Cómplices

Lunes, 24 de diciembre de 2012


Arranca la mañana decorada por tenue luz grisácea. Las nubes que estos días no han estado con nosotros, vienen a acompañarnos en jornada tan especial. Uno de esos días del año que, sin ser festivo, regala aroma de fiesta de las importantes, de las que nadie olvida.
Siempre ha sido el día de nochebuena un poco extraño para mí. Una mezcla de melancolía y esperanza. Toda la jornada es una sucesión de horas que queremos que pasen lo más rápido posible camino del encuentro familiar ante la cena.
Desde que descubrí la sensación tan especial que es para un castellano de tierra adentro, el día de nochebuena junto al Cantábrico, echo de menos no estar cerca de la playa de San Lorenzo. Pero las circunstancias son las que son y uno no las elige, sino que se adapta a ellas como mejor sabe, como mejor puede, aunque muchos —la mayoría— no terminen de entender, o de estar de acuerdo.

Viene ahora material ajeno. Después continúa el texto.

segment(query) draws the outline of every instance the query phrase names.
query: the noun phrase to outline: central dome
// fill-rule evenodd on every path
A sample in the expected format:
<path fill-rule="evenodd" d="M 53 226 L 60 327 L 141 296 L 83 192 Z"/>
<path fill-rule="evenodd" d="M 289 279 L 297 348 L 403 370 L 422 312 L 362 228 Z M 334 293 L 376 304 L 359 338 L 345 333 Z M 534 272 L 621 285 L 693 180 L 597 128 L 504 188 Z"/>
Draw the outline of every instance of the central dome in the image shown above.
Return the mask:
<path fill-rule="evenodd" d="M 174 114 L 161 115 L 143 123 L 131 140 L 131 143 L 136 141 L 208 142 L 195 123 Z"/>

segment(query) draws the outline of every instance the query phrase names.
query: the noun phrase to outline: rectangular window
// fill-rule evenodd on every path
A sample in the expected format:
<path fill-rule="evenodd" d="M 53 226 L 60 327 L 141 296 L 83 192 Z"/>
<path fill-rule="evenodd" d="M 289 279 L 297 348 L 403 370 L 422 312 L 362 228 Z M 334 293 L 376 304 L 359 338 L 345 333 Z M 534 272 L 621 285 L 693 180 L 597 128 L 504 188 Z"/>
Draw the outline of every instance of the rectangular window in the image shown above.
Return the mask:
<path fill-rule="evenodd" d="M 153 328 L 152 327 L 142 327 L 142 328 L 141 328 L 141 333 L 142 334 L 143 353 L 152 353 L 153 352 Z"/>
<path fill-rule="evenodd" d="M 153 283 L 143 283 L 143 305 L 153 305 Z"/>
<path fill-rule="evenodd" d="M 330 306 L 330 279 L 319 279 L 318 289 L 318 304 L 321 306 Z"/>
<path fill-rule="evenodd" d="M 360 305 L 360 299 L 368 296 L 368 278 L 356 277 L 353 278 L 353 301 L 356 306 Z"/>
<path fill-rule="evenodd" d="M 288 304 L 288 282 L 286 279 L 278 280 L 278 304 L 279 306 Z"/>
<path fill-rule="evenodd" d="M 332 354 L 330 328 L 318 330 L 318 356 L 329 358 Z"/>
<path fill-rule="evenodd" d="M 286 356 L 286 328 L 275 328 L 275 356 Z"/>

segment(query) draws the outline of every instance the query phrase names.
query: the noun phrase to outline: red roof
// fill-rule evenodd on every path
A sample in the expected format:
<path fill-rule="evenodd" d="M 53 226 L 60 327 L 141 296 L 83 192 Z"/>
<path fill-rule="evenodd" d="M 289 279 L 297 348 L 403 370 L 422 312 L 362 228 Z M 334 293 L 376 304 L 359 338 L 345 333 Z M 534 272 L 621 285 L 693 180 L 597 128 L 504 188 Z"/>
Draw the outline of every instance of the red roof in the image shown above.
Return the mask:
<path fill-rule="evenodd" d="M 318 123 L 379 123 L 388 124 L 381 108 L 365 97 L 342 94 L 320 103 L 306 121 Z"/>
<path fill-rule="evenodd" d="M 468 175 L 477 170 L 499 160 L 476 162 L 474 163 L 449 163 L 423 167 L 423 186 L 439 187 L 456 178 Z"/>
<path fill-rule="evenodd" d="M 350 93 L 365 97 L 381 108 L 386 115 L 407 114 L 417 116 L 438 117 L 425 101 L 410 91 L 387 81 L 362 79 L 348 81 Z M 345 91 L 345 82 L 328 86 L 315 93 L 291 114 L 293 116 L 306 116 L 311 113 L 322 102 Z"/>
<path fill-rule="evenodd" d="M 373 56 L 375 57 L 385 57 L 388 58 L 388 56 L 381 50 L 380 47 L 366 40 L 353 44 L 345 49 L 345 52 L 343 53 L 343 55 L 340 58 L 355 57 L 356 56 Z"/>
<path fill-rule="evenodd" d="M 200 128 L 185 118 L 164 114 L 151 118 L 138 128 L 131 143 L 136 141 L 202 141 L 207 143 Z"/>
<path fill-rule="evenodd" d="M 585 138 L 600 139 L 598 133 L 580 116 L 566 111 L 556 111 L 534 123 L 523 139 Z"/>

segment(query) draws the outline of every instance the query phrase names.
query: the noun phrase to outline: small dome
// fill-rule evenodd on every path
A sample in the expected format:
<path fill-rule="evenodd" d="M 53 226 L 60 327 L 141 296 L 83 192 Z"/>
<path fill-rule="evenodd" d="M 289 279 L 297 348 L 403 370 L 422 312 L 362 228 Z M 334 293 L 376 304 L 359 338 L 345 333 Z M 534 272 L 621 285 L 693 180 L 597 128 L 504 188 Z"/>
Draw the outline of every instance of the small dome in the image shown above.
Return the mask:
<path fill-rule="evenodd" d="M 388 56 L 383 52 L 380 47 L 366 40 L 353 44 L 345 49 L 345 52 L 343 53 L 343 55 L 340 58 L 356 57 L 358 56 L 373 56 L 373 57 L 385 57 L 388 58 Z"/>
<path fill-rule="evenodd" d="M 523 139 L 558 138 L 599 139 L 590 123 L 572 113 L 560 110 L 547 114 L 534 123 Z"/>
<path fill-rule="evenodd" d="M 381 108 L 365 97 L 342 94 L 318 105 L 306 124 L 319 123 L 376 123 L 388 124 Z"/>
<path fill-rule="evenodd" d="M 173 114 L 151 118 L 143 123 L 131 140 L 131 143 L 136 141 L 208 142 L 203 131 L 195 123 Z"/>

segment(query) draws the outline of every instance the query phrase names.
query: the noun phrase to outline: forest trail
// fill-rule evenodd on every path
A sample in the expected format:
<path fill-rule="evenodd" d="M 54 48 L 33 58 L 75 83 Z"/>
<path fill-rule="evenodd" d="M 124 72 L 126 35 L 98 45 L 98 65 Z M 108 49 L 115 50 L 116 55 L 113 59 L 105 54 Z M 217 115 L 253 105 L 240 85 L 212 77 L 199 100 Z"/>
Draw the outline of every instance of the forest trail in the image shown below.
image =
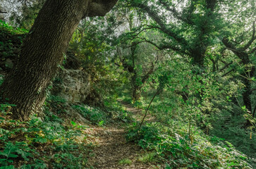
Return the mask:
<path fill-rule="evenodd" d="M 137 115 L 138 108 L 121 102 L 128 111 Z M 125 127 L 111 125 L 107 127 L 95 127 L 90 129 L 90 134 L 95 139 L 95 146 L 88 157 L 88 163 L 94 168 L 104 169 L 150 169 L 159 168 L 150 164 L 142 163 L 138 158 L 145 151 L 137 144 L 126 142 Z M 121 164 L 124 160 L 130 164 Z"/>

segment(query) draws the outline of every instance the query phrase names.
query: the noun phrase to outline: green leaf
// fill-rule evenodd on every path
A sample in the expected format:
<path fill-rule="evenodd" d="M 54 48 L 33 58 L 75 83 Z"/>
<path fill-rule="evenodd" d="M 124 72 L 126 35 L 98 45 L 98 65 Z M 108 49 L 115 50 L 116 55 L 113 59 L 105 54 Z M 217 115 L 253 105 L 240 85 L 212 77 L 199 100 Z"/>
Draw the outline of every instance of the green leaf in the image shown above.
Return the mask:
<path fill-rule="evenodd" d="M 16 158 L 16 157 L 18 157 L 18 155 L 11 154 L 9 154 L 9 157 L 11 157 L 11 158 Z"/>
<path fill-rule="evenodd" d="M 243 106 L 241 107 L 243 110 L 245 110 L 246 109 L 246 106 Z"/>

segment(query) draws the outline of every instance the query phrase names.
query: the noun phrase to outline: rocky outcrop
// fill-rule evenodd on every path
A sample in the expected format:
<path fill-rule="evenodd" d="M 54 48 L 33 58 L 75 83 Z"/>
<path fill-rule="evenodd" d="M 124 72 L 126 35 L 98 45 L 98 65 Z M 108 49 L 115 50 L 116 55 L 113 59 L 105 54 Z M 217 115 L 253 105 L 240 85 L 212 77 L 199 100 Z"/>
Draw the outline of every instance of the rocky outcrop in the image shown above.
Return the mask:
<path fill-rule="evenodd" d="M 60 69 L 53 82 L 51 94 L 67 103 L 82 103 L 90 92 L 90 75 L 81 70 Z"/>

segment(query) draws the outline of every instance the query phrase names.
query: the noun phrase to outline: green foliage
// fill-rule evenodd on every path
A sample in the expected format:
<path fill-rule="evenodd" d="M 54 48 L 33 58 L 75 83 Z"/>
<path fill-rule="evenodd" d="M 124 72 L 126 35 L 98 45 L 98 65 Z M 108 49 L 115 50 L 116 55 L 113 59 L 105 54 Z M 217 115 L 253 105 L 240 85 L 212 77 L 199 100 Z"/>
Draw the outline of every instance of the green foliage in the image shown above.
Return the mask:
<path fill-rule="evenodd" d="M 6 110 L 9 105 L 2 105 Z M 27 122 L 0 114 L 1 168 L 84 168 L 87 160 L 84 127 L 62 125 L 37 117 Z"/>
<path fill-rule="evenodd" d="M 79 111 L 80 113 L 89 121 L 99 126 L 103 125 L 109 120 L 108 115 L 106 113 L 98 108 L 92 108 L 87 105 L 74 105 L 73 108 Z"/>
<path fill-rule="evenodd" d="M 130 130 L 127 137 L 143 149 L 153 151 L 154 160 L 165 162 L 172 168 L 252 168 L 245 161 L 248 159 L 246 156 L 237 151 L 229 142 L 214 137 L 215 141 L 211 143 L 211 137 L 198 132 L 194 133 L 191 140 L 187 133 L 173 127 L 170 129 L 159 123 L 147 124 L 140 131 Z"/>
<path fill-rule="evenodd" d="M 23 39 L 28 31 L 13 27 L 0 20 L 0 66 L 2 69 L 11 68 L 6 60 L 16 59 Z"/>

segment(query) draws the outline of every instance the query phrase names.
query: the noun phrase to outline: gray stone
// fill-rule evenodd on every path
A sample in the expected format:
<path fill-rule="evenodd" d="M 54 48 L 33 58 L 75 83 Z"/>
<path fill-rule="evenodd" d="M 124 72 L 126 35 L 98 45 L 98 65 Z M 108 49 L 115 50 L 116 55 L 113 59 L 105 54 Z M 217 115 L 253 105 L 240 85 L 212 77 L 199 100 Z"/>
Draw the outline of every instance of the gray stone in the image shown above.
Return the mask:
<path fill-rule="evenodd" d="M 83 102 L 89 94 L 90 77 L 81 70 L 61 69 L 56 78 L 58 82 L 54 82 L 52 94 L 68 104 Z"/>

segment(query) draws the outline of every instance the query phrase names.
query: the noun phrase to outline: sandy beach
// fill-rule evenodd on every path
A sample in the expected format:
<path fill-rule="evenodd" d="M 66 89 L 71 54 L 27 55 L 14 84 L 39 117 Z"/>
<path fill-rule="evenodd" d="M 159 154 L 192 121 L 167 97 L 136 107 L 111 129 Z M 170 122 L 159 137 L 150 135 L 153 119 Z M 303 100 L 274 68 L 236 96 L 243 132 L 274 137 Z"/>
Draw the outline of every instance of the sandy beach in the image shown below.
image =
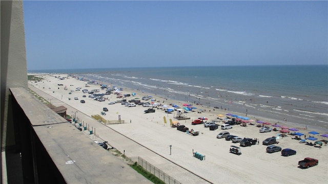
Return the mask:
<path fill-rule="evenodd" d="M 232 129 L 227 130 L 231 134 L 241 138 L 256 138 L 259 140 L 259 145 L 242 147 L 239 146 L 239 143 L 233 143 L 231 141 L 225 141 L 224 139 L 217 139 L 217 135 L 224 131 L 221 130 L 220 127 L 218 129 L 210 131 L 209 128 L 204 127 L 202 124 L 191 125 L 193 120 L 200 117 L 204 117 L 208 119 L 208 121 L 210 121 L 212 120 L 218 120 L 218 114 L 224 114 L 224 117 L 223 118 L 224 118 L 228 113 L 241 116 L 244 116 L 244 113 L 208 108 L 206 106 L 194 104 L 193 106 L 197 109 L 202 109 L 206 111 L 201 113 L 198 113 L 197 111 L 184 113 L 184 115 L 190 117 L 190 119 L 178 121 L 180 124 L 186 125 L 190 129 L 192 128 L 200 132 L 199 135 L 192 136 L 177 131 L 176 128 L 170 127 L 170 119 L 178 121 L 174 118 L 176 115 L 176 111 L 167 113 L 162 109 L 156 108 L 155 112 L 145 113 L 144 111 L 148 107 L 144 107 L 141 105 L 128 107 L 121 105 L 120 103 L 108 104 L 109 102 L 120 99 L 117 98 L 117 96 L 114 94 L 105 96 L 108 99 L 104 102 L 98 102 L 88 98 L 89 94 L 84 94 L 82 89 L 88 89 L 89 91 L 91 89 L 99 89 L 100 93 L 105 93 L 105 90 L 101 90 L 99 85 L 89 85 L 89 87 L 85 87 L 87 82 L 78 80 L 72 77 L 59 80 L 58 78 L 55 78 L 55 76 L 67 77 L 66 74 L 38 75 L 38 77 L 45 80 L 37 82 L 29 81 L 30 87 L 32 90 L 35 87 L 51 96 L 53 98 L 46 99 L 49 101 L 53 99 L 57 99 L 80 112 L 74 113 L 68 111 L 67 113 L 71 116 L 75 113 L 79 117 L 79 113 L 83 113 L 91 117 L 93 114 L 99 114 L 107 120 L 118 120 L 120 116 L 125 123 L 108 124 L 106 126 L 153 150 L 161 156 L 196 173 L 211 182 L 326 183 L 328 181 L 328 146 L 323 146 L 322 148 L 319 148 L 299 143 L 299 141 L 292 139 L 295 136 L 288 134 L 286 137 L 283 138 L 278 136 L 277 134 L 281 133 L 279 131 L 260 133 L 260 128 L 256 125 L 248 124 L 246 127 L 239 125 L 234 125 Z M 58 85 L 58 84 L 63 85 Z M 64 89 L 65 86 L 67 90 Z M 76 91 L 76 87 L 80 87 L 81 90 Z M 71 90 L 72 90 L 72 94 L 69 94 Z M 132 89 L 124 88 L 121 92 L 122 94 L 136 93 L 135 96 L 127 97 L 128 100 L 136 98 L 141 99 L 144 96 L 151 96 L 156 101 L 159 101 L 156 103 L 161 103 L 169 107 L 172 107 L 170 104 L 172 104 L 182 107 L 182 104 L 185 103 L 185 102 L 172 99 L 167 100 L 162 97 L 157 96 L 154 94 L 144 94 L 141 91 Z M 86 95 L 86 97 L 83 97 L 83 95 Z M 75 97 L 78 97 L 78 100 L 74 100 Z M 80 100 L 84 100 L 86 103 L 81 103 Z M 141 102 L 145 101 L 141 100 Z M 109 109 L 106 115 L 101 114 L 103 107 L 107 107 Z M 163 117 L 167 121 L 168 123 L 166 124 L 164 123 Z M 255 120 L 251 114 L 249 114 L 248 117 Z M 276 120 L 265 119 L 265 117 L 256 118 L 272 124 L 278 122 Z M 87 120 L 81 120 L 87 122 Z M 222 123 L 222 122 L 217 123 L 220 125 Z M 257 124 L 256 123 L 255 124 Z M 327 140 L 326 138 L 320 136 L 327 133 L 326 132 L 318 131 L 316 129 L 312 129 L 311 127 L 305 129 L 305 127 L 303 125 L 291 124 L 289 122 L 281 122 L 281 121 L 278 124 L 290 128 L 298 129 L 298 132 L 305 134 L 306 137 L 313 136 L 318 138 L 318 140 L 325 139 Z M 271 125 L 269 126 L 272 129 L 274 128 Z M 308 133 L 313 130 L 318 131 L 319 134 L 312 135 Z M 106 134 L 106 131 L 99 131 L 97 133 L 100 137 L 108 135 Z M 273 153 L 266 152 L 267 146 L 262 145 L 262 141 L 274 136 L 279 137 L 279 144 L 277 146 L 282 149 L 291 148 L 295 150 L 297 154 L 285 157 L 281 156 L 280 152 Z M 302 136 L 301 138 L 304 139 L 304 136 Z M 142 155 L 142 152 L 130 150 L 129 145 L 122 145 L 120 143 L 119 140 L 110 140 L 109 136 L 106 141 L 121 152 L 123 152 L 124 150 L 127 156 L 140 156 L 148 159 L 150 163 L 156 166 L 156 160 L 152 160 L 151 157 L 148 157 L 147 155 Z M 309 140 L 306 141 L 313 143 L 315 142 Z M 172 145 L 171 154 L 170 145 Z M 242 154 L 237 155 L 230 153 L 229 148 L 231 145 L 239 147 Z M 206 159 L 200 160 L 196 158 L 193 156 L 193 151 L 205 155 Z M 306 157 L 318 159 L 319 165 L 306 169 L 298 168 L 298 162 Z M 178 173 L 174 173 L 170 170 L 163 171 L 179 180 Z"/>

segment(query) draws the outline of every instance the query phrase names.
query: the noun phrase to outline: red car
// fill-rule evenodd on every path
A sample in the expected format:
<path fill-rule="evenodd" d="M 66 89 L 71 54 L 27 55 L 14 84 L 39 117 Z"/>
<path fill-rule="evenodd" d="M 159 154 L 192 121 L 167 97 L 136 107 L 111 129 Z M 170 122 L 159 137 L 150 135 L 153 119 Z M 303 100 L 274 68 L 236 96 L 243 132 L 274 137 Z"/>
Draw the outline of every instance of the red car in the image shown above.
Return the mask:
<path fill-rule="evenodd" d="M 203 124 L 203 121 L 200 120 L 195 120 L 193 122 L 191 122 L 192 125 L 198 125 L 200 124 Z"/>

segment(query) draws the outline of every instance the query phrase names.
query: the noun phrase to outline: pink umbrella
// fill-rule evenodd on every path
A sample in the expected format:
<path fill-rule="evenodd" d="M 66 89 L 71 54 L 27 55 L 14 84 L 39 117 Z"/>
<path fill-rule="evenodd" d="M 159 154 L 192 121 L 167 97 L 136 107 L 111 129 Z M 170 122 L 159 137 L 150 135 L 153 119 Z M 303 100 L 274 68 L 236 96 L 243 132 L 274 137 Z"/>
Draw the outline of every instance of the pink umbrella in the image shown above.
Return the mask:
<path fill-rule="evenodd" d="M 286 129 L 282 129 L 281 130 L 280 130 L 280 132 L 282 133 L 288 133 L 289 132 L 289 130 Z"/>

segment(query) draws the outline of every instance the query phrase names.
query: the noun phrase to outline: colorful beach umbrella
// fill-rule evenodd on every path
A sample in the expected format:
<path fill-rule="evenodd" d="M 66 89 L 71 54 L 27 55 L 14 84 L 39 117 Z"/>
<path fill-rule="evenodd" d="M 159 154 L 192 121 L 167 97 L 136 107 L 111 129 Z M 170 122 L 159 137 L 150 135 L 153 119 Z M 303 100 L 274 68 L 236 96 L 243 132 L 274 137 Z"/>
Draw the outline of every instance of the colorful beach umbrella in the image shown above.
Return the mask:
<path fill-rule="evenodd" d="M 198 118 L 198 119 L 199 119 L 199 120 L 208 120 L 208 119 L 207 119 L 207 118 L 205 118 L 205 117 L 199 117 L 199 118 Z"/>
<path fill-rule="evenodd" d="M 288 133 L 289 132 L 289 130 L 286 129 L 282 129 L 281 130 L 280 130 L 280 132 L 282 133 Z"/>
<path fill-rule="evenodd" d="M 318 132 L 316 132 L 316 131 L 311 131 L 311 132 L 309 132 L 309 133 L 310 133 L 310 134 L 313 134 L 313 135 L 315 135 L 315 134 L 319 134 L 319 133 L 318 133 Z"/>
<path fill-rule="evenodd" d="M 311 141 L 315 141 L 318 139 L 318 138 L 314 137 L 310 137 L 306 138 L 307 140 L 311 140 Z"/>
<path fill-rule="evenodd" d="M 295 128 L 291 128 L 290 129 L 289 129 L 289 130 L 291 130 L 291 131 L 298 131 L 298 129 Z"/>

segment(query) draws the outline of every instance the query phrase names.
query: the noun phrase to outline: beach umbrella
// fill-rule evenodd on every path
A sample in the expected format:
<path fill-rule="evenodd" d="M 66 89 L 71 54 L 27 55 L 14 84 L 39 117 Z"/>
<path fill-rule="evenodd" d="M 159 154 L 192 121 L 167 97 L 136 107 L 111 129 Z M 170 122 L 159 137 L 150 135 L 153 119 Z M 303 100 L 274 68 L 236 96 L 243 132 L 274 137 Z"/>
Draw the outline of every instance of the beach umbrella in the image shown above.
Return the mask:
<path fill-rule="evenodd" d="M 289 132 L 289 130 L 286 129 L 282 129 L 281 130 L 280 130 L 280 132 L 282 133 L 288 133 Z"/>
<path fill-rule="evenodd" d="M 198 118 L 198 119 L 199 119 L 199 120 L 208 120 L 208 119 L 207 119 L 207 118 L 205 118 L 205 117 L 199 117 L 199 118 Z"/>
<path fill-rule="evenodd" d="M 291 130 L 291 131 L 298 131 L 298 129 L 296 129 L 295 128 L 291 128 L 289 130 Z"/>
<path fill-rule="evenodd" d="M 313 135 L 315 135 L 315 134 L 319 134 L 319 133 L 318 133 L 318 132 L 316 132 L 316 131 L 311 131 L 311 132 L 309 132 L 309 133 L 310 133 L 310 134 L 313 134 Z"/>
<path fill-rule="evenodd" d="M 321 142 L 321 141 L 317 141 L 315 142 L 314 142 L 314 144 L 317 144 L 320 145 L 320 146 L 322 146 L 322 142 Z"/>
<path fill-rule="evenodd" d="M 328 137 L 328 134 L 322 134 L 320 136 L 324 137 Z"/>
<path fill-rule="evenodd" d="M 299 136 L 304 135 L 303 133 L 300 133 L 300 132 L 296 132 L 296 133 L 294 133 L 294 134 L 296 135 L 299 135 Z"/>
<path fill-rule="evenodd" d="M 311 140 L 311 141 L 315 141 L 318 139 L 318 138 L 314 137 L 310 137 L 306 138 L 307 140 Z"/>
<path fill-rule="evenodd" d="M 275 124 L 274 125 L 272 125 L 273 126 L 276 127 L 281 127 L 281 125 L 279 125 L 277 124 Z"/>

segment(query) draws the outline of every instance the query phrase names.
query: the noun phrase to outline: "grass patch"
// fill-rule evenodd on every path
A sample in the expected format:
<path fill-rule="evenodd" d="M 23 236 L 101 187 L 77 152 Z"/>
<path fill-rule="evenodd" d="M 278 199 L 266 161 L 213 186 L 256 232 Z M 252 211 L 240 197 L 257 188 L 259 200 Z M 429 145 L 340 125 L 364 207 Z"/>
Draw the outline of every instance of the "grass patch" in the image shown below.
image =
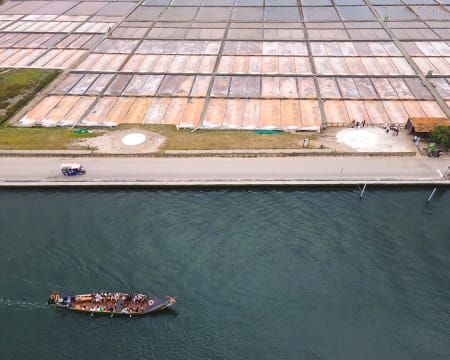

Cada vez conozco a más personas que no lo pasan muy bien en esta jornada. Suele hacer mucho daño el recuerdo de los ausentes, y más si esa ausencia es reciente. Cuando así sucede, la cena se torna en un amasijo de fotografías sepia que conducen al dolor desesperado.
Uno supone que esta reacción, en cierto modo lógica, se acentúa más en estos tiempos en que la muerte se ha convertido en un tabú, acaso el más importante de esta sociedad.
No, no es que antaño las muertes no afectasen a los seres queridos. El dolor que produce la pérdida de un ser amado, o su intensidad, poco tiene que ver con este asunto. Porque si no doliera, sino provocase un desgarro en el alma, entonces no hablaríamos de seres humanos, sino de monstruos a los que convendría acercarse poco, no vayan a despedazarnos. Pero acaso la falta de esperanza sea lo que identifique o cambie la perspectiva. Y esa falta de esperanza es la que añade una pesada carga de impotencia al dolor.
No es un contrasentido hablar de estas cosas precisamente hoy, porque una de las razones de la alegría que representa esta nochebuena es el nacimiento de un niño que vino a traer la esperanza, precisamente eso que tanto falta en estos últimos años a este país.
Tampoco eran tiempos fáciles aquellos. En realidad para los pobres, para los que viven con el día y la noche como cobertores de su existencia, son siempre tiempos difíciles, siempre caminando en peligroso ejercicio de equilibrismo sobre el borde de un precipicio.
Por desgracia la historia nunca se escribe desde el punto de vista de las víctimas, siempre lo hacen las plumas que se afilan para hacerse altavoz tonante de los vencedores, de los opresores. Pero aún así, en algunos textos proféticos de aquella época, se cuelan los gritos y las quejas de quienes padecen la extrema injusticia de un doble poder que los aplasta, los deseos de los pobres de Israel, los anawin bíblicos que, además de soportar la injusticia de sus dirigentes tradicionales a través de un asfixiante poder teocrático cuyo centro es el Templo de Jerusalén, también soportan la opresión de la sandalia romana que con su pragmatismo habitual, prefiere alejarse de discusiones religiosas, siempre y cuando consiga los beneficios económicos y estratégicos que necesita el Imperio. Ambos poderes, a pesar de las reticencias mutuas, pronto encuentran el modo de entenderse y de establecer acuerdos que les permiten coexistir sin perder mucho de lo que tenían, aunque no obtengan todo lo que pretendían. (Siempre ha sido así entre los dirigentes y políticos, siempre será así. El ser humano cambia poco, en el fondo).
Sí, hay esperanza. Su sendero está claramente trazado y no es sencillo. Empieza abajo del todo, donde nadie buscaría a Dios, y allí se esconde, allí late frágil y expuesta a todos los peligros. Sólo depende de cada uno que no se haga añicos, como una vasija del más delicado y hialino de los cristales.